Who was Caballo Blanco? For anyone who read Christopher McDougall’s Born to Run, Caballo Blanco became the epitome of the soul runner.
He seemed a mythical figure who haunted Mexico’s Copper Canyons guarding the tender flame of pure running. The book became a huge success and Blanco became an immediate celebrity.
Caballo Blanco’s name was Micah True. Micah True was a mythical figure before he went native in the Copper Canyons.
After rambling around the country, True semi-settled in Boulder, Colorado. He spent six months out of the year as a furniture mover/mountain runner. As winter approached he would head to Guatemala to run in their mountains.
It was the Guatemalan villagers who gave Micah the handle of Caballo Blanco, the White Horse.
In 1993 Blanco ran the Leadville 100. The course covers 100 miles of Rocky Mountain terrain. Its lowest elevation is 9,200 feet. The ’93 edition of the Leadville was special because three men from Mexico took 1st, 2nd, and 3rd.
So what? These men were from pre-Columbian Mexico. They were Stone Age runners in loin clothes and blousy shirts. Their running shoes were sandals fashioned from old tires they had pulled out of the Leadville dump. They ran with smiles on their faces that only got bigger as the slopes got steeper.

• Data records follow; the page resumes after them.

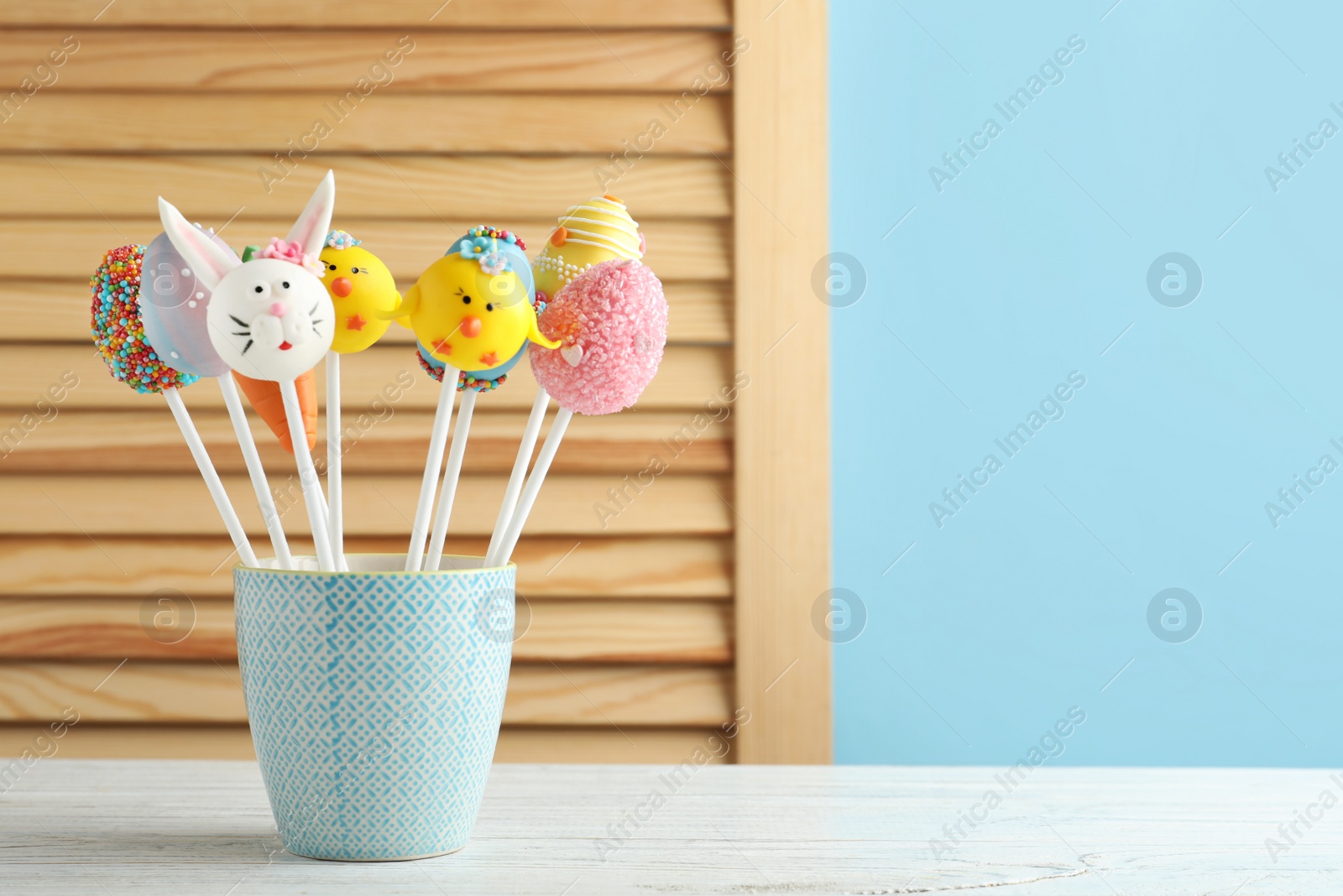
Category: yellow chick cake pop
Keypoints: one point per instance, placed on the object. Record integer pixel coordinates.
(472, 309)
(597, 231)
(362, 290)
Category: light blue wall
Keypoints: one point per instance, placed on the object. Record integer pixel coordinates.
(1027, 267)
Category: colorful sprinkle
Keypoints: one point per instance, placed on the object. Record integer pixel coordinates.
(118, 329)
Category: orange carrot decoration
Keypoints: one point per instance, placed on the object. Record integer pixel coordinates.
(265, 399)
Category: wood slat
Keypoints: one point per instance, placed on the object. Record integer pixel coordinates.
(118, 441)
(700, 313)
(178, 504)
(783, 551)
(687, 380)
(476, 188)
(180, 628)
(222, 60)
(405, 13)
(610, 568)
(94, 741)
(69, 250)
(176, 691)
(378, 122)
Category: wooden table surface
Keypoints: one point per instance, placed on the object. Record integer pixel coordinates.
(205, 828)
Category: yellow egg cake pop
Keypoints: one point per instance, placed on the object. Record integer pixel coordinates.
(362, 290)
(472, 307)
(597, 231)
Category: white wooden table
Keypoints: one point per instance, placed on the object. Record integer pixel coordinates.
(205, 828)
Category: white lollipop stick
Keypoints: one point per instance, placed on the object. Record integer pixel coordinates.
(207, 471)
(450, 477)
(259, 475)
(308, 477)
(335, 488)
(519, 475)
(534, 483)
(436, 441)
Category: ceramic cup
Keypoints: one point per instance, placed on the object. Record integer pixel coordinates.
(375, 699)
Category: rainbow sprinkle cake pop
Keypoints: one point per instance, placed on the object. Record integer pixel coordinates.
(613, 325)
(120, 334)
(118, 331)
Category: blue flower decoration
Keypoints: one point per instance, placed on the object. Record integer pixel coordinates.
(476, 247)
(342, 240)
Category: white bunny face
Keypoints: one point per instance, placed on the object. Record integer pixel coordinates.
(272, 320)
(269, 318)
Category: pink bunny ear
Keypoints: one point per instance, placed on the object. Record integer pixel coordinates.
(207, 259)
(315, 223)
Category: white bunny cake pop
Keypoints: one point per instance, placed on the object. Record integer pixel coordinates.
(270, 317)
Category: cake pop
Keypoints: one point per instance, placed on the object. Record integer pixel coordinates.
(272, 318)
(597, 231)
(363, 295)
(174, 304)
(118, 331)
(611, 322)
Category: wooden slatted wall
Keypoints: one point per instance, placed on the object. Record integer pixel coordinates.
(500, 113)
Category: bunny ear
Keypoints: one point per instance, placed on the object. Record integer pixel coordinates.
(207, 259)
(315, 223)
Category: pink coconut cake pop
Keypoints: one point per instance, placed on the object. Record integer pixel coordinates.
(613, 324)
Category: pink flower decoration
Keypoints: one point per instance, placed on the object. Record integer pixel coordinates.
(295, 253)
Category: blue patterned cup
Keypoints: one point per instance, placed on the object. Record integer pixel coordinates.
(375, 701)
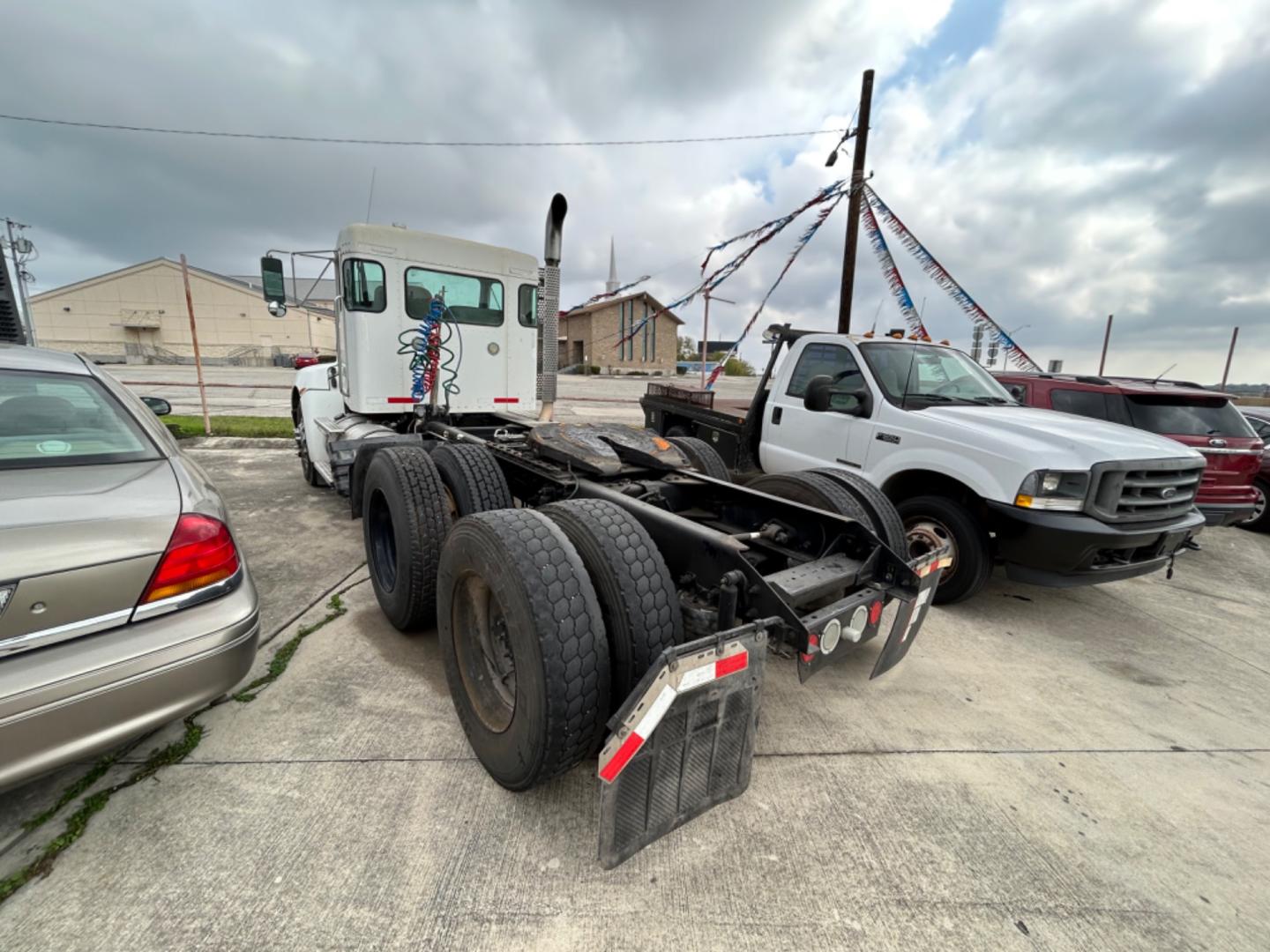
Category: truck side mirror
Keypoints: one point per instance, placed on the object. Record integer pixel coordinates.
(823, 397)
(273, 283)
(161, 406)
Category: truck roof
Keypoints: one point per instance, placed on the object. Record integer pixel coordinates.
(785, 331)
(1117, 385)
(442, 250)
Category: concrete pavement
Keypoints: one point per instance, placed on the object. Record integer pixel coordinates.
(1054, 770)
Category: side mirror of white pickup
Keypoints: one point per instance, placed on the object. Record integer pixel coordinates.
(823, 397)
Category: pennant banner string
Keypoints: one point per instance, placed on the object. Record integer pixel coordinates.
(963, 300)
(891, 273)
(802, 242)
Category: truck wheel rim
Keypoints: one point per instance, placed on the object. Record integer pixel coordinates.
(484, 651)
(926, 534)
(305, 462)
(383, 548)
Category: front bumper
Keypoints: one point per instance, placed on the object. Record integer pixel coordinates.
(1226, 513)
(77, 698)
(1062, 550)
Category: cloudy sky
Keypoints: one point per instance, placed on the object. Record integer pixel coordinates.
(1062, 160)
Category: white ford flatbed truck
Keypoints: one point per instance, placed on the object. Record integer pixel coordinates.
(1057, 499)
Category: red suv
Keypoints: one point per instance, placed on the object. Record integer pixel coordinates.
(1198, 418)
(1259, 417)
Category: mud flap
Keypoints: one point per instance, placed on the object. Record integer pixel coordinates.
(915, 603)
(684, 740)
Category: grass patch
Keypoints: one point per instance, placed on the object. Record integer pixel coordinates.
(270, 427)
(159, 758)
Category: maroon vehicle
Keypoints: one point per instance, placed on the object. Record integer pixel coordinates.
(1259, 417)
(1203, 419)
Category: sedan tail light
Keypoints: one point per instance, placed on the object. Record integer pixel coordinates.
(199, 554)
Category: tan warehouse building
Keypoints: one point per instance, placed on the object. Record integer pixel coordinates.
(138, 315)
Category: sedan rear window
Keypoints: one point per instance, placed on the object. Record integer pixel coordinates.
(1189, 417)
(63, 419)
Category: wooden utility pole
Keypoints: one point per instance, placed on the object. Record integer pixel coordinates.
(1106, 339)
(1229, 354)
(857, 181)
(193, 335)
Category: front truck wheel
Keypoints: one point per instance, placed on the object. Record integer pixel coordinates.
(404, 522)
(635, 588)
(931, 522)
(524, 645)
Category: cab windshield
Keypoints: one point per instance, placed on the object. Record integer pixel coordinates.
(921, 375)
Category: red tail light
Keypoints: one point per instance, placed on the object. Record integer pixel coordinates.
(199, 554)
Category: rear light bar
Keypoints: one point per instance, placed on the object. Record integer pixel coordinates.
(201, 562)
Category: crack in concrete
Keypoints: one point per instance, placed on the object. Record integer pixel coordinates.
(778, 755)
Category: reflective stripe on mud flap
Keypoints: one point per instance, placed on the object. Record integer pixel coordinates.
(912, 608)
(684, 740)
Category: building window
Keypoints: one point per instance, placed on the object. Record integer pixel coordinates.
(527, 306)
(363, 286)
(467, 300)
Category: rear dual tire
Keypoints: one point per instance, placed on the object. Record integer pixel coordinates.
(524, 646)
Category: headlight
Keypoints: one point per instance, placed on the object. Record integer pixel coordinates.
(1050, 489)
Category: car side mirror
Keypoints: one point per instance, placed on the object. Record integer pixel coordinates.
(159, 405)
(822, 397)
(273, 283)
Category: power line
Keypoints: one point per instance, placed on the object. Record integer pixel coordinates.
(216, 133)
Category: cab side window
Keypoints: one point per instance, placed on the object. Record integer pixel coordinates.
(1082, 403)
(362, 286)
(819, 360)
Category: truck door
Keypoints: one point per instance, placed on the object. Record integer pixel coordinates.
(796, 438)
(473, 331)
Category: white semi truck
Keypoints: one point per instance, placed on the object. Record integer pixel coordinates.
(594, 588)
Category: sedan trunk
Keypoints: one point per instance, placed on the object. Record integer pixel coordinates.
(79, 544)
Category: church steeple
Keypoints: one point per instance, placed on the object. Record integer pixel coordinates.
(612, 283)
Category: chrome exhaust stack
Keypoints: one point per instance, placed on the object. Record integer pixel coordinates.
(549, 306)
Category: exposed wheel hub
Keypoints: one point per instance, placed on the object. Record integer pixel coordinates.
(484, 651)
(925, 534)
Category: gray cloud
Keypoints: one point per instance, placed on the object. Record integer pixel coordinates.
(1087, 159)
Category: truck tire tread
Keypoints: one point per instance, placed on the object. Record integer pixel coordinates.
(703, 457)
(559, 643)
(973, 557)
(417, 504)
(885, 519)
(637, 591)
(473, 476)
(813, 489)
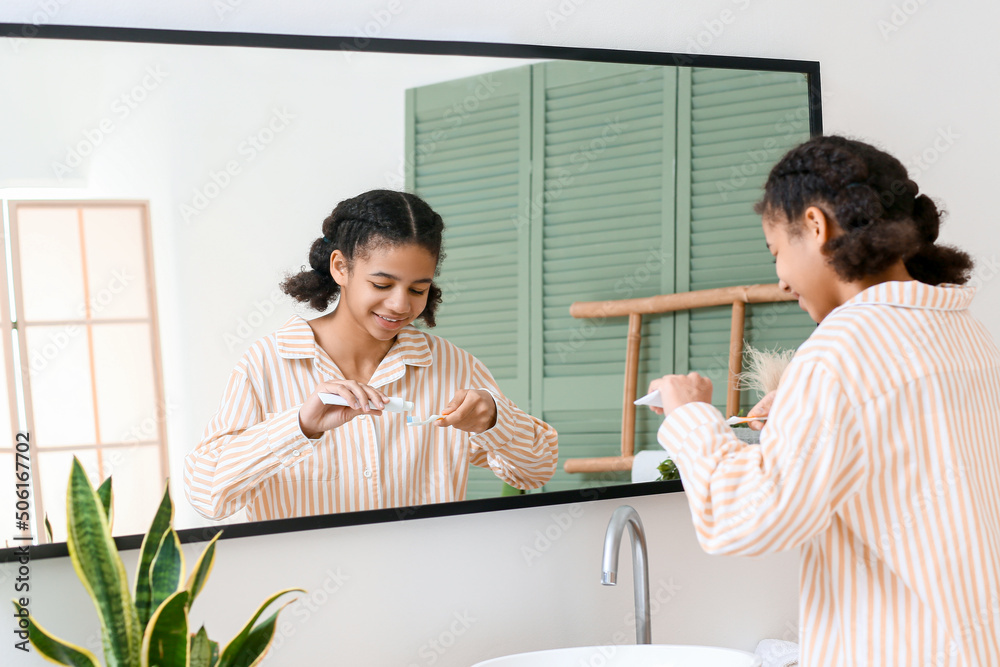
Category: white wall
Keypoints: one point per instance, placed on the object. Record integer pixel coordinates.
(901, 89)
(478, 586)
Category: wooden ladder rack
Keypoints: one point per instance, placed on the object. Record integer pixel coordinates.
(634, 309)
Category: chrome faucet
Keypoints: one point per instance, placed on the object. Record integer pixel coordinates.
(627, 516)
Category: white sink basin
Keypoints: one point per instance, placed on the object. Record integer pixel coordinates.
(631, 655)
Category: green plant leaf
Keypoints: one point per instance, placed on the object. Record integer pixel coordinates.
(104, 493)
(258, 641)
(201, 570)
(97, 564)
(668, 471)
(165, 642)
(56, 650)
(166, 570)
(201, 648)
(237, 652)
(150, 544)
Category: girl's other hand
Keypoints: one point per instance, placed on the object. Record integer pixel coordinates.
(762, 408)
(316, 417)
(471, 410)
(678, 390)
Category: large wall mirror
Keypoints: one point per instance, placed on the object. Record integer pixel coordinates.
(158, 185)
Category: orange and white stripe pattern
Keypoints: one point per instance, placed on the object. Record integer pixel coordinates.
(254, 454)
(881, 459)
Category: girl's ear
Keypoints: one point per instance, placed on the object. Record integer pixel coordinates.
(817, 226)
(339, 268)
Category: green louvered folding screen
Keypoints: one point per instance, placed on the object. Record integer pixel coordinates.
(468, 156)
(733, 126)
(603, 228)
(593, 181)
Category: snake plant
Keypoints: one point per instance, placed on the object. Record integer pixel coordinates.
(147, 625)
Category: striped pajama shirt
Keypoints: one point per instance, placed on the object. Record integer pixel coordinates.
(255, 455)
(881, 461)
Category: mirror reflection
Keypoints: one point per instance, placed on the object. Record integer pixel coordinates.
(157, 195)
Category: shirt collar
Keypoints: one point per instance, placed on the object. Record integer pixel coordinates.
(296, 341)
(914, 294)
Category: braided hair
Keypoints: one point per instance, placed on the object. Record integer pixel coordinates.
(871, 198)
(373, 219)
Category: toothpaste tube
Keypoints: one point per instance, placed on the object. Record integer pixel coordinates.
(394, 404)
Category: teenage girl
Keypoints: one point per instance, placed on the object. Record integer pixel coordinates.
(879, 457)
(275, 448)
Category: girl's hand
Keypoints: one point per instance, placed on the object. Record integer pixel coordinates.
(678, 390)
(472, 410)
(316, 417)
(761, 409)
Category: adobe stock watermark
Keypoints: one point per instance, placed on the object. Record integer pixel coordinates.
(47, 11)
(434, 648)
(666, 590)
(944, 139)
(121, 108)
(899, 16)
(544, 538)
(713, 29)
(454, 117)
(247, 151)
(307, 605)
(225, 7)
(371, 29)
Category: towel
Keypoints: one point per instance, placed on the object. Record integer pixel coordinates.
(777, 653)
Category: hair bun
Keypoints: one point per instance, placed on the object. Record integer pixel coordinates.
(927, 218)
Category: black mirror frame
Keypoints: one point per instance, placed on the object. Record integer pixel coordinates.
(407, 46)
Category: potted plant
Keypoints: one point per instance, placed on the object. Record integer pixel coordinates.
(148, 625)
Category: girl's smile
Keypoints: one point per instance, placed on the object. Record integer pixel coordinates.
(385, 290)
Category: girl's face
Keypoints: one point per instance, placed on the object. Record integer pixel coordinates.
(385, 290)
(801, 265)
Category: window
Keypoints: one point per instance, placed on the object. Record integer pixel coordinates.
(82, 328)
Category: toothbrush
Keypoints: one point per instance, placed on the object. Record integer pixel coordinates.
(653, 399)
(413, 421)
(394, 404)
(744, 420)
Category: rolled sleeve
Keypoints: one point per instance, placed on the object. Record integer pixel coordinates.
(502, 433)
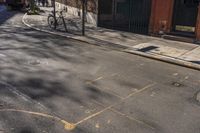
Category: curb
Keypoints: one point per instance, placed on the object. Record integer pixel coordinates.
(165, 59)
(125, 49)
(3, 9)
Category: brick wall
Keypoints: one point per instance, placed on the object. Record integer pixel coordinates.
(91, 4)
(197, 30)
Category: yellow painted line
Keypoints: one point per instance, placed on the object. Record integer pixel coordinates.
(99, 78)
(131, 118)
(67, 126)
(89, 82)
(109, 107)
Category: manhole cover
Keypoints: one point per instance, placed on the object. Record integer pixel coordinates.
(35, 62)
(176, 84)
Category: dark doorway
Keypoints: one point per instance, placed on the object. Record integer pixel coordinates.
(185, 16)
(125, 15)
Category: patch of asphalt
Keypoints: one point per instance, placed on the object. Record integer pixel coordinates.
(123, 48)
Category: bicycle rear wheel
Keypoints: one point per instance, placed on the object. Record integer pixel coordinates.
(51, 21)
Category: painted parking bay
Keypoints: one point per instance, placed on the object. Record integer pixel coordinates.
(159, 49)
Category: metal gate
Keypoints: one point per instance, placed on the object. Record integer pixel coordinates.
(126, 15)
(185, 15)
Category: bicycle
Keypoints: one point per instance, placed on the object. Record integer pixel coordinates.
(53, 22)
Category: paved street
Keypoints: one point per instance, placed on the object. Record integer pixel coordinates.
(52, 84)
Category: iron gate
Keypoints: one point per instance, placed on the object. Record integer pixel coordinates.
(126, 15)
(185, 15)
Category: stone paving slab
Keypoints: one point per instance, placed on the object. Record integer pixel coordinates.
(130, 41)
(159, 49)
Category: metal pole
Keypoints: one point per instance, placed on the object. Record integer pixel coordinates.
(54, 13)
(83, 17)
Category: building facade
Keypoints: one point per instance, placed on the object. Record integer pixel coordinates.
(155, 17)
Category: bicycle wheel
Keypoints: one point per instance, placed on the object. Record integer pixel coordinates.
(51, 21)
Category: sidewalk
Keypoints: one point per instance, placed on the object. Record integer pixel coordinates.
(2, 8)
(180, 53)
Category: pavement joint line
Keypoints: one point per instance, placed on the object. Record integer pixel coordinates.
(15, 91)
(101, 77)
(131, 118)
(159, 57)
(143, 89)
(189, 51)
(106, 90)
(109, 107)
(67, 125)
(125, 115)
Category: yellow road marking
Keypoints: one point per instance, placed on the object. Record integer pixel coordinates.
(109, 107)
(67, 125)
(122, 114)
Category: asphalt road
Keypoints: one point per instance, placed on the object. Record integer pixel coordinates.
(53, 84)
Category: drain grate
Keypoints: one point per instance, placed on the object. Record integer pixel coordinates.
(149, 48)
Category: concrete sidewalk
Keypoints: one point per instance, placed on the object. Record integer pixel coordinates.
(184, 54)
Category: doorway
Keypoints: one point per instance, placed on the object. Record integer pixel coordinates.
(185, 16)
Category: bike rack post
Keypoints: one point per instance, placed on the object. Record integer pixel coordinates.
(83, 17)
(54, 13)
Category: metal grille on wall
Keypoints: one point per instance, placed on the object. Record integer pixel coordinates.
(126, 15)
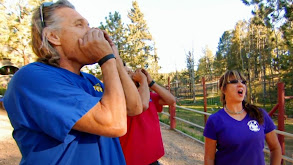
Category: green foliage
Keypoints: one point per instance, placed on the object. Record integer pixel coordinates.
(15, 31)
(133, 41)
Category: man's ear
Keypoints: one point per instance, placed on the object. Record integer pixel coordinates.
(52, 37)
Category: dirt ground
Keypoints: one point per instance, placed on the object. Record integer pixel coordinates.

Blanco was intrigued and followed these Tarahumara runners back to the Copper Canyons for his annual six month sojourns. During his years in the canyons, Blanco developed a love of the Tarahumara lifestyle and longed to help preserve their culture of running.
He organized the Copper Canyon Ultra Marathon (CCUM) as a tool to provide food to the Tarahumara. The prizes were paid out in corn.
After Born to Run, the race achieved legendary status and runners from around the world lusted for a chance to run with the Tarahumara. Blanco always remained humble about his contributions and even avoided referring to himself in the first person.
“Caballo Blanco is no hero. Not a great anything. Just a Horse of a little different color dancing to the beat of a peaceful drum and wanting to help make a little difference in some lives.”
Micah True died in the wilderness at the age of 58. There was no other way for him to go home.
“We are the messengers, fueled by the message. When the message is of peace, truth, beauty, and love, we will always have the strength to find our way home, on this, our beautiful Mother Earth.”